Rolling Stone: Notre Dame ‘Burning Feels Like Act of Liberation’

April 18th, 2019 9:36 AM

Although the progressives at Rolling Stone offered their condolences to the French in the wake of Notre Dame’s Monday fire, they pondered whether the devastation of the 900-year-old Cathedral opens up the possibility of reincarnating the structure as a monument to the secular “modern France;” because heaven forbid a progressive society rebuild a symbol to “non-secular, white European France.”

The article began by stating the fire “raised important questions about the cathedral’s symbolic significance in an increasingly divided France, and how to rebuild (or which version of the cathedral should be rebuilt) going forward.”

While French President Emmanuel Macron and other wealthy individuals have vowed to rebuild Notre Dame exactly as it was, a monument to “Catholic life and of France for 800 years,” many secular modernists would disagree. The outlet claimed that there is a large group of French people who view old Notre Dame as a “deep-seated symbol of resentment, a monument to a deeply flawed institution and an idealized Christian European France that arguably never existed in the first place.”

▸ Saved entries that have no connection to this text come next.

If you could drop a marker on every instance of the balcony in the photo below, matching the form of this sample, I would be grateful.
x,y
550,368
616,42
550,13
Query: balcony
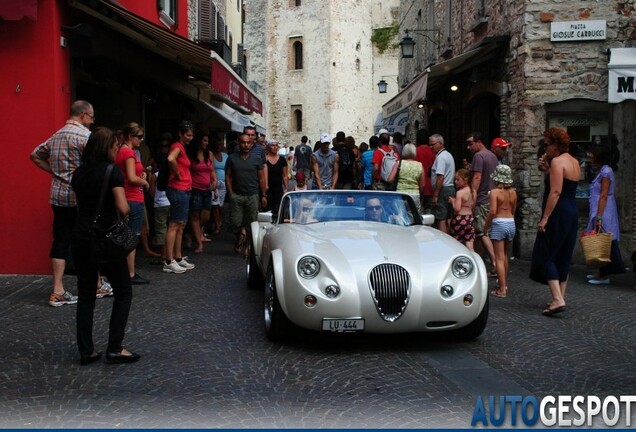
x,y
240,70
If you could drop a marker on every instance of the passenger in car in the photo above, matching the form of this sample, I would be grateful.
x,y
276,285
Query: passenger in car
x,y
374,211
303,212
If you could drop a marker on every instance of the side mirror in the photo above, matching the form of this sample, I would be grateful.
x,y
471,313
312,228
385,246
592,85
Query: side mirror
x,y
265,217
428,219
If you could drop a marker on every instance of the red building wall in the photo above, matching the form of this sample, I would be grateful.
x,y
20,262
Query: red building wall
x,y
35,92
35,96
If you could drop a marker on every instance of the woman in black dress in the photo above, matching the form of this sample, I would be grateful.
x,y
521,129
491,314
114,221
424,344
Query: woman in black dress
x,y
557,229
277,177
87,181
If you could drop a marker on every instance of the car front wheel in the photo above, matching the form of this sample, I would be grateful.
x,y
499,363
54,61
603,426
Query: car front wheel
x,y
254,276
276,323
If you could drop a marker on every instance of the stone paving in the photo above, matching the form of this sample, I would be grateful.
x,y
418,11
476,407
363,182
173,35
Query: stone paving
x,y
207,364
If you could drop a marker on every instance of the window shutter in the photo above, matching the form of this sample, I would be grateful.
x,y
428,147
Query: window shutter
x,y
220,28
212,21
204,20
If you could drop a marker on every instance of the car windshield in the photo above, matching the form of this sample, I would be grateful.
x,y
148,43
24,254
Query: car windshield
x,y
333,206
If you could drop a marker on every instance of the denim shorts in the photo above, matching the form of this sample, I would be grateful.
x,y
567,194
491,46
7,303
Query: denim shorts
x,y
179,205
200,200
502,229
136,216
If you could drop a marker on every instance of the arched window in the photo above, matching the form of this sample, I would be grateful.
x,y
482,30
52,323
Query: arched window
x,y
298,120
298,55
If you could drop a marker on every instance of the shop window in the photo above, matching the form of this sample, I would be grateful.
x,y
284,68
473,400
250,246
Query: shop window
x,y
297,118
168,13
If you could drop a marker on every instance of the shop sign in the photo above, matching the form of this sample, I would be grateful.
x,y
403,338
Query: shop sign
x,y
621,82
226,84
571,31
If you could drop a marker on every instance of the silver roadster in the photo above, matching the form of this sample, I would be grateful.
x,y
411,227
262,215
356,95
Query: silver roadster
x,y
363,261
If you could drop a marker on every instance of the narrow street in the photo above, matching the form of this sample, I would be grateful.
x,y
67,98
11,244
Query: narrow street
x,y
207,364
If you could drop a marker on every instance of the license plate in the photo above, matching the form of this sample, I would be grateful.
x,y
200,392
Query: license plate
x,y
342,325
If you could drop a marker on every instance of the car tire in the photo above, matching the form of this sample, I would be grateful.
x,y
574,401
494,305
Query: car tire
x,y
475,328
254,277
276,323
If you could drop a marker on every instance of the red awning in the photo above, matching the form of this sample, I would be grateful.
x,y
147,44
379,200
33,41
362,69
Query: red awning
x,y
228,85
14,10
198,60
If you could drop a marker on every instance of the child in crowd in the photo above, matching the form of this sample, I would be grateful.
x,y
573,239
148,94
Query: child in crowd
x,y
462,226
501,223
300,182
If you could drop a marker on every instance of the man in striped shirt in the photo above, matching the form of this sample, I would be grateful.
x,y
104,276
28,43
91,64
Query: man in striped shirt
x,y
60,156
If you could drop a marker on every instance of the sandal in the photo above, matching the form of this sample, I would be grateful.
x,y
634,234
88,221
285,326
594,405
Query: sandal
x,y
238,246
499,293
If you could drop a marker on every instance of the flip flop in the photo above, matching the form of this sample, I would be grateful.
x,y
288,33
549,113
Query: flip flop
x,y
498,293
550,312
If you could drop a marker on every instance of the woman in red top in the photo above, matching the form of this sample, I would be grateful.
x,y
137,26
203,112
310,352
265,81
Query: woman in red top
x,y
203,183
134,184
178,193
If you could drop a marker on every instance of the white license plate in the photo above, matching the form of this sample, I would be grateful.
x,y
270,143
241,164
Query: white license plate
x,y
342,325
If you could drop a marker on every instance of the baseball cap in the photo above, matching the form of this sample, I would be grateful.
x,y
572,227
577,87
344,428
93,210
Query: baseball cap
x,y
499,142
325,137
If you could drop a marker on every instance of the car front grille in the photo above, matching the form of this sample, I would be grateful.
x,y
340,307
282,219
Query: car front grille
x,y
390,287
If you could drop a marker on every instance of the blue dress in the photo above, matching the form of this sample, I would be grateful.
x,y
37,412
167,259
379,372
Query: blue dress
x,y
610,219
552,252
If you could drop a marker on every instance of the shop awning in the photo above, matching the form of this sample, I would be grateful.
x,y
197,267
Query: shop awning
x,y
622,73
200,62
396,123
15,10
417,89
236,121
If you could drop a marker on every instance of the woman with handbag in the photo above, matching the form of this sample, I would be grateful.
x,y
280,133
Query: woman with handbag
x,y
557,235
103,210
410,177
604,213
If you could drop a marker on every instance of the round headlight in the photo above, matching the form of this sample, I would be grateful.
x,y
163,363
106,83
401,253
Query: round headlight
x,y
332,291
308,267
462,267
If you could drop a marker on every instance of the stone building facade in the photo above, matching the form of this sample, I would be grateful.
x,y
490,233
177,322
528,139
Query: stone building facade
x,y
317,67
516,75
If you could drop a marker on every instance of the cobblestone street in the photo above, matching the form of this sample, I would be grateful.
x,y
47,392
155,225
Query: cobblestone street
x,y
207,364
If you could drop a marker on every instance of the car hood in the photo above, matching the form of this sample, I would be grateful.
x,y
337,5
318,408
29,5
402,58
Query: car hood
x,y
373,242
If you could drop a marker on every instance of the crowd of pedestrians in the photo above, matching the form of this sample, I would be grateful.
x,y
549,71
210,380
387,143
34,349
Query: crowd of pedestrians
x,y
191,177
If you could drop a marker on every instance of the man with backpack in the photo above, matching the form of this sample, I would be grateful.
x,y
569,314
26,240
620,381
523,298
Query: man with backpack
x,y
384,161
346,164
302,159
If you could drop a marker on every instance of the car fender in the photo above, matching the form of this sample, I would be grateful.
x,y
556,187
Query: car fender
x,y
257,232
483,278
276,261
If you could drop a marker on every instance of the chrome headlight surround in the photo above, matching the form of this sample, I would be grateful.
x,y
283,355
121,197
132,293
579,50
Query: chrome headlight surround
x,y
462,267
308,267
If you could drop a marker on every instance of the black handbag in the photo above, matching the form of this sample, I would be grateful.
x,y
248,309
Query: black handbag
x,y
117,240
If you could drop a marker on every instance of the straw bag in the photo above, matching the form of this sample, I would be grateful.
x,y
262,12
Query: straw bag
x,y
597,247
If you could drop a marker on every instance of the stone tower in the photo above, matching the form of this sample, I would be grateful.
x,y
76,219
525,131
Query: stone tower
x,y
316,67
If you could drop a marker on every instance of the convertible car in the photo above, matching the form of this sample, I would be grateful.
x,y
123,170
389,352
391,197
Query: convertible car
x,y
363,261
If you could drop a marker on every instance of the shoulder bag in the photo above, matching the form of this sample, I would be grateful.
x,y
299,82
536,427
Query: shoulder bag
x,y
116,241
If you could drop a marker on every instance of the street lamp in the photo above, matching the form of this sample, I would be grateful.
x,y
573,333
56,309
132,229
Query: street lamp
x,y
407,44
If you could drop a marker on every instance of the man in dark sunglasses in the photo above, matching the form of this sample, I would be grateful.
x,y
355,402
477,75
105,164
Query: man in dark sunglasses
x,y
374,210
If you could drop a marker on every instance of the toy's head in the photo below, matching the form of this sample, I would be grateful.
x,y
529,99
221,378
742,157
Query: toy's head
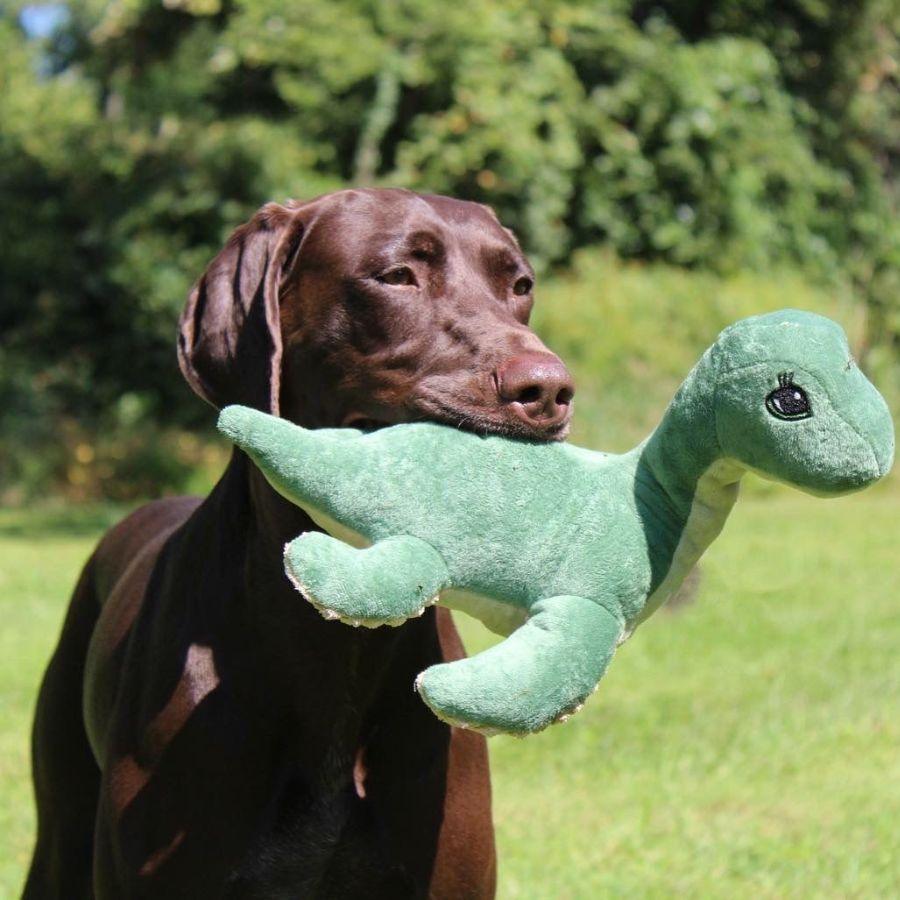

A cultural subversion of Notre Dame is much more easily doable when you deny that its primary significance is being a Catholic church. The precedent Rolling Stone set for a new vision is the claim that the legendary cathedral is “literally a political monument,” according to architectural historian at the University of Toronto, John Harwood. If it was merely a monument for the ever-changing political scheme, then an argument could be made for a new transformation but, while it is charming that it’s been appropriated as some general French people’s monument, it specifically belongs to the Catholic Church.

The modern media would rather ignore that reality and focus on the fact that “what it means to be ‘French’ has obviously changed.” Catholicism in France has declined “from 64% in 2010 to 56% in 2012,” and “the number of Muslims in France is also growing,” so should they really be going back to that symbolism denoting an old Paris of “stone and faith?”

“The idea that you can recreate the building is naive. It is to repeat past errors, category errors of thought, and one has to imagine that if anything is done to the building it has to be an expression of what we want,” added Harwood. For him, the old Notre Dame is synonymous with European colonialism, slavery, and all the other evils of the western world.

While they play nice with their current thoughts and prayers for France, it’s clear that many secularists want a “woke” reincarnation of Notre Dame. As Harvard architecture historian Patricio del Real told Rolling Stone, “The building was so overburdened with meaning that its burning feels like an act of liberation.”

Of course, a thousand years of rich cultural and religious history is just so tacky. Let’s let it all burn.